Does Reverse Osmosis (RO) remove fluoride from water?
Crescent Hills’ Reverse Osmosis water purification system can remove over 90% of the fluoride in water. Fluoride occurs naturally in both the earth and water. It is often artificially added to municipal water supplies to help prevent tooth decay. The long-term effects of fluoridation of public water, however, is still unknown.
Recent studies indicate that fluoridation of public water may not be as healthful as originally thought. It may have little benefit for teeth after childhood. Humans only consume about 2% of all fluoridated water. So, there are more effective alternatives to fluoridating an entire water supply. For example, the application of fluoride tablets and vitamins may provide a safer, more precise dose to your children. Also, most toothpastes today contain fluoride. Fluoride can also be added to salt in the same way it is added to water. But, unlike public water, salt intake can be monitored individually.

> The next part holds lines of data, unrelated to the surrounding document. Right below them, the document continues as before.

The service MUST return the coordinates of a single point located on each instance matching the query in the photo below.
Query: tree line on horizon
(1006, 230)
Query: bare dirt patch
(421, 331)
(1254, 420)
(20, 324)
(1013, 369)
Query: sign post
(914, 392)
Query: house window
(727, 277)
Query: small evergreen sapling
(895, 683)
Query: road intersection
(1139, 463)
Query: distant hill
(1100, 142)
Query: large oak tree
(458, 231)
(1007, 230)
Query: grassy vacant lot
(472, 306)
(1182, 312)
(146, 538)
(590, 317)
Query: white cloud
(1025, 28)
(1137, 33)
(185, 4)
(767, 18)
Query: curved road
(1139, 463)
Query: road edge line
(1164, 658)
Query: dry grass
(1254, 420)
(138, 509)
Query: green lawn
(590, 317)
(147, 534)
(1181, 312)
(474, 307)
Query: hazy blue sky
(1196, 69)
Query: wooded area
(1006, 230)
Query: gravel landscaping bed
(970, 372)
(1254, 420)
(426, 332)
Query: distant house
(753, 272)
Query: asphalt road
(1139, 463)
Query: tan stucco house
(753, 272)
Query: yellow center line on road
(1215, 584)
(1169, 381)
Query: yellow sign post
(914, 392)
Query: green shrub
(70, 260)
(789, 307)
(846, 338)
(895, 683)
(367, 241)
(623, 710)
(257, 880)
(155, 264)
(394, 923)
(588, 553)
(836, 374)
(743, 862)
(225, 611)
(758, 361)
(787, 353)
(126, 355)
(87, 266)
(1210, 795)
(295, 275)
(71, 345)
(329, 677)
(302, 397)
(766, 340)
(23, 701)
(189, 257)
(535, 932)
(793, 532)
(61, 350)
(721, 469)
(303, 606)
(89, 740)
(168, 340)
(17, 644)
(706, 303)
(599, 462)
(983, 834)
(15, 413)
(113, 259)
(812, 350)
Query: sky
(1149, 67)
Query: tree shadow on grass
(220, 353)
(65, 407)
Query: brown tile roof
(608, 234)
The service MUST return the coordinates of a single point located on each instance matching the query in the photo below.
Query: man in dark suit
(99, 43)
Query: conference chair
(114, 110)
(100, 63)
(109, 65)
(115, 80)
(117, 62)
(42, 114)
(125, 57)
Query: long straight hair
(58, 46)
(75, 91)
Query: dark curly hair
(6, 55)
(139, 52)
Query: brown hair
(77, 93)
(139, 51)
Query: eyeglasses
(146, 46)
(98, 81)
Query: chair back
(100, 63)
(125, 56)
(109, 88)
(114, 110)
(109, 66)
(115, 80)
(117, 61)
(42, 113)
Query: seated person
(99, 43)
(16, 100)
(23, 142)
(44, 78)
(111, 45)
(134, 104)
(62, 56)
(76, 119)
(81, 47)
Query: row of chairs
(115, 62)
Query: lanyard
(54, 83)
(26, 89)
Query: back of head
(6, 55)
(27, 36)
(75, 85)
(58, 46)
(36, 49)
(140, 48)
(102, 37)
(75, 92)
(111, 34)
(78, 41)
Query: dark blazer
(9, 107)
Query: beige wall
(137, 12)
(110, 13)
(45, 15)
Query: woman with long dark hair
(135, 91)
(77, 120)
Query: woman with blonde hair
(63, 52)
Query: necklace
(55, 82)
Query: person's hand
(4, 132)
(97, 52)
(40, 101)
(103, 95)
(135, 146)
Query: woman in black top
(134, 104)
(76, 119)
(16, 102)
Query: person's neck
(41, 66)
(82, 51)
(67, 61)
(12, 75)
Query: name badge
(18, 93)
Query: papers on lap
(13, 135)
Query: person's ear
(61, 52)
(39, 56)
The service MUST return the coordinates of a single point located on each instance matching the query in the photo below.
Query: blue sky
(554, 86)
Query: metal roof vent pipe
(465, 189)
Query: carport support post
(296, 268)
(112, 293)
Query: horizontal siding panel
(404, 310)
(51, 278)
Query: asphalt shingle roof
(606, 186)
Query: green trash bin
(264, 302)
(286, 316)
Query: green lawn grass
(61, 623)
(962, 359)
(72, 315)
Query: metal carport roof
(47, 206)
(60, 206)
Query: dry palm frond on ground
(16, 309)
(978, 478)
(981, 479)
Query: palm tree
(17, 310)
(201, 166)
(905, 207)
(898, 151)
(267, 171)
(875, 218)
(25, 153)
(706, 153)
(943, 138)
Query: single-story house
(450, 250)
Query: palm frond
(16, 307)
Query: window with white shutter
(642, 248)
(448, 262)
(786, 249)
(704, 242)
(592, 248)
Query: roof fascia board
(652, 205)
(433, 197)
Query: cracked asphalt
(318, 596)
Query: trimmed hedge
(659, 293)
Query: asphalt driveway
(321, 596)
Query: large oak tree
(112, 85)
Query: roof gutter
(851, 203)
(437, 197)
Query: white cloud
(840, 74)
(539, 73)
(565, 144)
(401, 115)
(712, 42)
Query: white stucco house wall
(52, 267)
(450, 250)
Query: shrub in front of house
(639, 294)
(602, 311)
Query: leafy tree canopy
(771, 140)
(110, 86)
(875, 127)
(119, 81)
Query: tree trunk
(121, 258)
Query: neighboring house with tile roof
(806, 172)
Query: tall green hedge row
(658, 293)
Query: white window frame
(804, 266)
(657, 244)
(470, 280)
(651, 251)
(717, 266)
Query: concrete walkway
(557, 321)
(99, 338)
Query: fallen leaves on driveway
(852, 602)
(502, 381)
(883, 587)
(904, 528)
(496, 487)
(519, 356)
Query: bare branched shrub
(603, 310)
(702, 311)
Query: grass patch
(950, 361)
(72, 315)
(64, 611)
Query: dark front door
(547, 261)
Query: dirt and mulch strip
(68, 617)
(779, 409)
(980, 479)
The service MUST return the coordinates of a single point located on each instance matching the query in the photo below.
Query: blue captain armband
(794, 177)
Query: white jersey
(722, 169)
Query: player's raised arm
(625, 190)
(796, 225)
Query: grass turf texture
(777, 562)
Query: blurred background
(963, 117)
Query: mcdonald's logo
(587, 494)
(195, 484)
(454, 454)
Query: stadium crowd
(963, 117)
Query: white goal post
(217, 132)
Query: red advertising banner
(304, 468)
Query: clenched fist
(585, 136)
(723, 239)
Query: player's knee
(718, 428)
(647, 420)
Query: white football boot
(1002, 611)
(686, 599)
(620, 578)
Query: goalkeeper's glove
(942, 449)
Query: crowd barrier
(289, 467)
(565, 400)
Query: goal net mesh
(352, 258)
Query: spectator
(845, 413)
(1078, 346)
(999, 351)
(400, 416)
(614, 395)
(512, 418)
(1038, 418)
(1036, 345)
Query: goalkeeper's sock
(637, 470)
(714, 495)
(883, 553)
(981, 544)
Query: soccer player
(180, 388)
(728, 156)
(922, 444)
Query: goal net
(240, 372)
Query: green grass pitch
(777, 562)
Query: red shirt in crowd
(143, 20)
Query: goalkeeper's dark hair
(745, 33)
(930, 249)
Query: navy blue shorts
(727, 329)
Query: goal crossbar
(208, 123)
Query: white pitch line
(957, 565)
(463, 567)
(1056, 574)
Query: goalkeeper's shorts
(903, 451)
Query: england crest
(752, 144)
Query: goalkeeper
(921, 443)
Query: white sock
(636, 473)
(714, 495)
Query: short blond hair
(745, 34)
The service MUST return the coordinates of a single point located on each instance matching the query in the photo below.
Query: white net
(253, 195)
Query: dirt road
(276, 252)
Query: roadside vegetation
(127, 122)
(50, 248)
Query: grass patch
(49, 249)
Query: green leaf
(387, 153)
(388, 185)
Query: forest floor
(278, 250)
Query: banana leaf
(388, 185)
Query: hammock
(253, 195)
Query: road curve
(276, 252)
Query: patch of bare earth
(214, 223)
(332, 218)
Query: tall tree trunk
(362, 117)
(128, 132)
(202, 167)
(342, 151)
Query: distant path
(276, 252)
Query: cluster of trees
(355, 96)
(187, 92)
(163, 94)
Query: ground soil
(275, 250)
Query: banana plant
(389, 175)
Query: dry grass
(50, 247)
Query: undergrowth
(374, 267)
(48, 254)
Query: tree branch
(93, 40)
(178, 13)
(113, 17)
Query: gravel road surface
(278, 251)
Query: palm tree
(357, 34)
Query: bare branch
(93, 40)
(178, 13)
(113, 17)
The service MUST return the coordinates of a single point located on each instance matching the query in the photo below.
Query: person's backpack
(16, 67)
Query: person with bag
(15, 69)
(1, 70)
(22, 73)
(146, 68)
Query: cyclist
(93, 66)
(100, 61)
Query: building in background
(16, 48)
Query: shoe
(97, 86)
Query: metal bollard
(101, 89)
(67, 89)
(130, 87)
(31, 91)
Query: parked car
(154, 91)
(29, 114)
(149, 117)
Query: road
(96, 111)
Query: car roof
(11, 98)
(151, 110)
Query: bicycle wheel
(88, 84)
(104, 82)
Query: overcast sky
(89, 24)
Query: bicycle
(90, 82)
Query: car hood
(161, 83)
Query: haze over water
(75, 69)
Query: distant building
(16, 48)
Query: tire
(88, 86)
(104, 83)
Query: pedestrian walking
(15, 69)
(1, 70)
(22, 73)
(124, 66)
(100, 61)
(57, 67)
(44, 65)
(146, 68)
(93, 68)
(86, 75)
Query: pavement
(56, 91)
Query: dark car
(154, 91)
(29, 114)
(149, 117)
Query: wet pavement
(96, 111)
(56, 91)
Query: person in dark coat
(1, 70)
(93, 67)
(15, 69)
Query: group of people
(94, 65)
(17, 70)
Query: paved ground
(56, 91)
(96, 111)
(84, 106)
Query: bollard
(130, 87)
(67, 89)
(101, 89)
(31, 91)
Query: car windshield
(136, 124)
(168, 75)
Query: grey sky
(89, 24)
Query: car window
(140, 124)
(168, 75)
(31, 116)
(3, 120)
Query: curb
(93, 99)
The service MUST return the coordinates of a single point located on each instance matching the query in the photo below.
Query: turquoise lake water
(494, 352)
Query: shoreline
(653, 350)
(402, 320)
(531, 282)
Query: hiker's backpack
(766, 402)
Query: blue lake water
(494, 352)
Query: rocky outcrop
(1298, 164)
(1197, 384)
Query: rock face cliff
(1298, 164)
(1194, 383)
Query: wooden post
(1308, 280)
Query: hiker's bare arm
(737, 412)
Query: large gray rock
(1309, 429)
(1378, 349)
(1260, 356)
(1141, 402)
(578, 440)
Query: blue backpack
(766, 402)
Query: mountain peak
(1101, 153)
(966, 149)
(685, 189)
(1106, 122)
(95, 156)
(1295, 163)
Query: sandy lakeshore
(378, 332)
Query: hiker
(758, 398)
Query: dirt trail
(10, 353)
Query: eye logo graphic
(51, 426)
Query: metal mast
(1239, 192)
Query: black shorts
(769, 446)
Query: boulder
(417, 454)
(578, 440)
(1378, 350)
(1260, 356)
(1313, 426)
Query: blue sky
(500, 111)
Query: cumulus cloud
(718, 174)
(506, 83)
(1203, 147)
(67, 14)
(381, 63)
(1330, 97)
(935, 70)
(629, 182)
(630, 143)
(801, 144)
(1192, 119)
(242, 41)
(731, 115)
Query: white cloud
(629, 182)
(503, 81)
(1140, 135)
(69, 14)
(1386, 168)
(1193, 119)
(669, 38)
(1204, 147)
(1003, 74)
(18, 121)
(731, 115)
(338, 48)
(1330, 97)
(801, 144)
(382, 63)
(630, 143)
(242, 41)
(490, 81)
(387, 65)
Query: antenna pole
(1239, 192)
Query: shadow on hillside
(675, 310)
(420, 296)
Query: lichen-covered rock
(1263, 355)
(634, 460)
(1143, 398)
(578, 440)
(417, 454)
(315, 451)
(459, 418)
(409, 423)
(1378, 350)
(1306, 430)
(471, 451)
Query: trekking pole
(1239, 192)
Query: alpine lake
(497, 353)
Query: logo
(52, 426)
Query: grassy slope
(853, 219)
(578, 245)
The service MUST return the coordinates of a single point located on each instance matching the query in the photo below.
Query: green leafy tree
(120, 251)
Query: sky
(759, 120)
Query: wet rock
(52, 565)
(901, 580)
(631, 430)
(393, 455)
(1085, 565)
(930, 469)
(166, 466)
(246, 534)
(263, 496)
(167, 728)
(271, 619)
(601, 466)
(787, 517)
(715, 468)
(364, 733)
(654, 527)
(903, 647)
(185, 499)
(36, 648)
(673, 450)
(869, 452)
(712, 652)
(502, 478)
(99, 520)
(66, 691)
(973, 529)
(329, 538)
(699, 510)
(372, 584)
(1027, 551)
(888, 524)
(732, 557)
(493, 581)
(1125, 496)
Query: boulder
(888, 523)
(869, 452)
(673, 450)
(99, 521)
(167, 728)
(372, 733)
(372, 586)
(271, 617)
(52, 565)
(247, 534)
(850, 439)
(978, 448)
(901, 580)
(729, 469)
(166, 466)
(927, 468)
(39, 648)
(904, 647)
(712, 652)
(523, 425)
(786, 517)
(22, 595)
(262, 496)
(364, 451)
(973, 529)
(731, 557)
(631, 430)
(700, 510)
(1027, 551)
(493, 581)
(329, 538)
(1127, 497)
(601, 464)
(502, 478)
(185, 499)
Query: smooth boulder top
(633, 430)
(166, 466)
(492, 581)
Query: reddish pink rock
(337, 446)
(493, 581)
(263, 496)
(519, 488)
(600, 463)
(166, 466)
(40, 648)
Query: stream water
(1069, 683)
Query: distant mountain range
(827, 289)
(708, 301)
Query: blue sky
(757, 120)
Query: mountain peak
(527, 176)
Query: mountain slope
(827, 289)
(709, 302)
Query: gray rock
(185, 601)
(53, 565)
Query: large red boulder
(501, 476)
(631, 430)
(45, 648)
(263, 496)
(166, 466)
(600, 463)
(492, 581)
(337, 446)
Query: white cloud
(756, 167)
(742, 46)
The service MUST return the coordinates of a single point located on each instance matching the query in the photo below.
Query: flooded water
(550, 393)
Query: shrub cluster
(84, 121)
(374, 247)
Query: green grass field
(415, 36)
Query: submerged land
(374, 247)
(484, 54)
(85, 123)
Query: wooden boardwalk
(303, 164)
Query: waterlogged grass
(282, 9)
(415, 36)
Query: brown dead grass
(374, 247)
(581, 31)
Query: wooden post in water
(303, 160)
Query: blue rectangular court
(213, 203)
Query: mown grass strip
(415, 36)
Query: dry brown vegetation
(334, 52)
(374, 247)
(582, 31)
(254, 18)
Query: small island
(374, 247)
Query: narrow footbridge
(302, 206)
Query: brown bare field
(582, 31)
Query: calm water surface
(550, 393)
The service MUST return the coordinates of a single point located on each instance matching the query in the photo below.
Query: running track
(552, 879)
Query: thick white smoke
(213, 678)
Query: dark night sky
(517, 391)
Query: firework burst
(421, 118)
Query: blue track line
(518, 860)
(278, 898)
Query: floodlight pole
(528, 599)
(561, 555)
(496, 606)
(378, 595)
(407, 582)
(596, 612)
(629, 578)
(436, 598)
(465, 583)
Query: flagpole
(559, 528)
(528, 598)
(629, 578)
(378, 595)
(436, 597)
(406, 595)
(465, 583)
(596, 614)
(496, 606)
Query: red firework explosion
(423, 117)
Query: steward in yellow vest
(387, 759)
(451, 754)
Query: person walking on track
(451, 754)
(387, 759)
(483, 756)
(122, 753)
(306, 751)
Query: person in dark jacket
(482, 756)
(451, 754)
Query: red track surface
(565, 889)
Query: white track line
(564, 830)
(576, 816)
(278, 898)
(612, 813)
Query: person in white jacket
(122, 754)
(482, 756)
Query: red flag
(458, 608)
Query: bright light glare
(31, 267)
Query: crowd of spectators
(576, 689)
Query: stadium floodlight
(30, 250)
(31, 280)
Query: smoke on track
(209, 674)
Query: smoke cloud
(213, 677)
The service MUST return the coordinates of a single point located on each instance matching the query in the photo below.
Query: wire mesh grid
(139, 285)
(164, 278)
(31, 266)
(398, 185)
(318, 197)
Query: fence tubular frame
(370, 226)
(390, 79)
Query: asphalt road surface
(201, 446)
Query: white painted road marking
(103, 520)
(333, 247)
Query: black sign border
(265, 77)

Isn’t fluoride necessary to reduce cavities?
Fluoride toothpaste is perhaps the best solution. It is the most widely used and rigorously evaluated of all fluoride treatments. Its introduction in the early 1970s is considered the main reason for the decline in tooth decay in industrialized countries. Toothpaste appears to be the only common factor in those countries. It is the only realistic fluoride strategy in many low-income countries, where lack of infrastructure renders fluoridation of public water infeasible.
Brushing with a fluoride toothpaste relies on individual and family behavior. Among the poor, it is generally not affordable. Fluoride toothpaste prevents about 25% of cavities in young permanent teeth. Its effectiveness is improved if higher concentrations of fluoride are used, or if the tooth brushing is supervised. Fluoride mouthwash and gel are about as effective as fluoride toothpaste. And fluoride varnish prevents about 45% of cavities. By comparison, brushing with a non-fluoride toothpaste has very little effect on cavities.
So, yes fluoride is necessary for reducing cavities. But there are better methods for delivering fluoride to the teeth than the fluoridation of public water. The removal of fluoride from your water supply by your Crescent Hills system will necessitate your using other, more effective ways of getting fluoride to your teeth.